John Cheney is among the engravers hired by the editors to copy paintings for publication. Considered by bibliographer Frederick Winthrop Faxon to be the country's leading portrait engraver, his work was featured in the 1828 volume, as well as every volume from 1830 through 1838. For part of Cheney's career, his only form of employment was producing engravings for The Token.

==Reception==
Literature scholar Kermit Vanderbilt wrote that The Token was "a major influence in American literature". It was "one of the most remarkable of the annuals published in this country" during the period, according to book critic Ralph Thompson. Literature scholar William B. Cairns considered its literary content to be among the best found in American gift books of the era. Lease called it the most successful literary annual of the 1830s and 1840s.

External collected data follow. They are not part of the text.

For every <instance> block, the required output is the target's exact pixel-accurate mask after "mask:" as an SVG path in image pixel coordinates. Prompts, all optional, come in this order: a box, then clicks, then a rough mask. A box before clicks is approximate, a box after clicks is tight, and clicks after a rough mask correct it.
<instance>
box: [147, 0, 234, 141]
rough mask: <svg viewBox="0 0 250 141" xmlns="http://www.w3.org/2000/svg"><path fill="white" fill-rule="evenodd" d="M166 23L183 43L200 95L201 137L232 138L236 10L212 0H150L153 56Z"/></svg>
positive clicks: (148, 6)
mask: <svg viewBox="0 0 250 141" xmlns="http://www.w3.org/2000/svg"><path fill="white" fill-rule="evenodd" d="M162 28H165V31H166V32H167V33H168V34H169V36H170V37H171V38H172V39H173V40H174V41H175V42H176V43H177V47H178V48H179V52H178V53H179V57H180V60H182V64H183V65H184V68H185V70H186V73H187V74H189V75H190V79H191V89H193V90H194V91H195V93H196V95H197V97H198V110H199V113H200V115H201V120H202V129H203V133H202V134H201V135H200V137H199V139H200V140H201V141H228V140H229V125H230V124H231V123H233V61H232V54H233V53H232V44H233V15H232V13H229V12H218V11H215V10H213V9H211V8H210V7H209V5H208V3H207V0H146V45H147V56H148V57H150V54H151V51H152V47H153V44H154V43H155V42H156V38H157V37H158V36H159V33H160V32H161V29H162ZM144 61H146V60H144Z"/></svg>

At the time they were published, the gift books attracted critical attention commensurate with other book-length literature. In The Yankee literary journal, John Neal published extensive reviews of the earlier volumes of both The Token and The Atlantic Souvenir , critiquing the literature as well as the art. He recommended buying The Token for 1828

if you have a housefull of daughters, or a wife or so of your own; it may lead to something better—it may give them a relish for something higher and bolder, and wiser and truer .... At any rate—if it do nothing more, it will keep them out of mischief.

Historian David S. Lovejoy described Neal's criticism of The Token and Atlantic Souvenir "candid and caustic". In one case, Neal praised a painting from The Token, then updated his opinion on a later issue of The Yankee after seeing it in person: The Prairie on Fire by Fisher "is not half so good a thing as the engraver led me to expect."
He similarly praised The Wife by Durand, but felt the engraved copy was better than the original painting. Neal believed American engraving had much room for improvement and encouraged others to support those in the field, stressing how difficult a craft it is: "A long life is to be spent in diligent, exact, and laborious work; a long life in very delicate and careful experiment, before [an engraver] can hope even to see the finer and more wonderful difficulties of their art".